Selina Scott says working on BBC's Breakfast Time was like a 'war zone'

Selina Scott didn't want to take part in the 40th anniversary of BBC's breakfast programming credit:Bang Showbiz
Selina Scott didn't want to take part in the 40th anniversary of BBC's breakfast programming credit:Bang Showbiz

Selina Scott says presenting the BBC's 'Breakfast Time’ was like working in a "war zone".

The 71-year-old broadcaster “politely declined” taking part with 40th anniversary celebrations of the BBC’s landmark morning offering - which debuted in 1983 and was later rebranded as ‘BBC Breakfast’- due to feeling like a “combatant in a war zone” when she sat on “the hideous red sofa” amid friction with her colleagues and a close encounter with the late Jimmy Savile, whose targeting of young vulnerable women came to light after his death in 2011.

She wrote in a column in the Daily Mail newspaper: “I politely declined [to take part in the 'BBC Breakfast' celebrations]. This despite the fact that I had launched the BBC’s ‘Breakfast Time’ in 1983 as the lead female anchor and became the face of the programme for three years.

“I said no because I prefer to look forward rather than back, but also because so much of my time on the hideous red leather sofa made me feel I was a combatant in a war zone.”

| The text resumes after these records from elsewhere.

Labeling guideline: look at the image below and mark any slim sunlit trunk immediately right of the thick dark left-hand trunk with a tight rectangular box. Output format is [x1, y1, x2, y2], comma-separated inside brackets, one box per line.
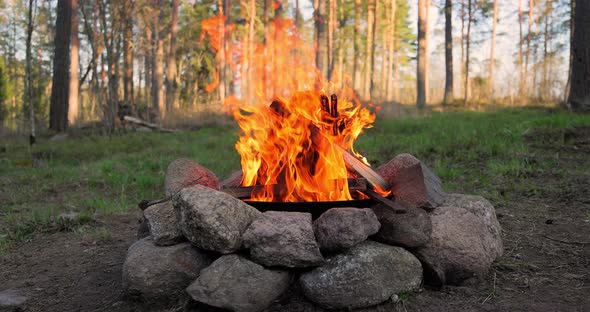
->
[68, 0, 80, 125]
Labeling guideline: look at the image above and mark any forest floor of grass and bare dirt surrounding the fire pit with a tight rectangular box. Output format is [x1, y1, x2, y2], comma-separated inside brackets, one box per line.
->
[0, 108, 590, 311]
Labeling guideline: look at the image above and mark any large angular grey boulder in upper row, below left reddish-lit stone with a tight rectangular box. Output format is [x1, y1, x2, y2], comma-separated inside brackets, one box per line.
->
[172, 185, 261, 254]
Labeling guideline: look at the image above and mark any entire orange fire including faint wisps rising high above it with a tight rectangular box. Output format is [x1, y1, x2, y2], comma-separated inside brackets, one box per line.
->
[201, 16, 375, 202]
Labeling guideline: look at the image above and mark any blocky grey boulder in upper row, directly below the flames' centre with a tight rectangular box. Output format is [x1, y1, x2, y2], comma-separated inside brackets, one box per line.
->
[244, 211, 324, 268]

Selina - who joined the programme from the ‘News At Ten’ on ITN aged 31 - admits she didn't get on with her co-host Frank Bough who she branded "Machiavellian".

She added: “Looking back, I think Frank had an insecurity which dictated much of his attitude towards me. I must have appeared to him young and carefree, with my whole future ahead of me. He - regarded as a consummate television professional, who had made a serious gamble by moving from 'Grandstand', BBC’s flagship sports programme, to the fluffy, unknown world of breakfast TV in his 50s - didn’t know how long his career had to run.”

She also opened up about an uncomfortable interview with Savile, writing: "It wasn’t just Frank who took liberties. Jimmy Savile saw his appearance on the show as an ideal opportunity to play the eccentric, and I knew from the off that I was in for a rough ride.

“For more than two hours, he acted like a lovesick teenager as I tried to interview him. No matter how hard I tried to deflect his smutty innuendos, he kept coming back with more ‘wink wink, nudge nudge’ suggestions."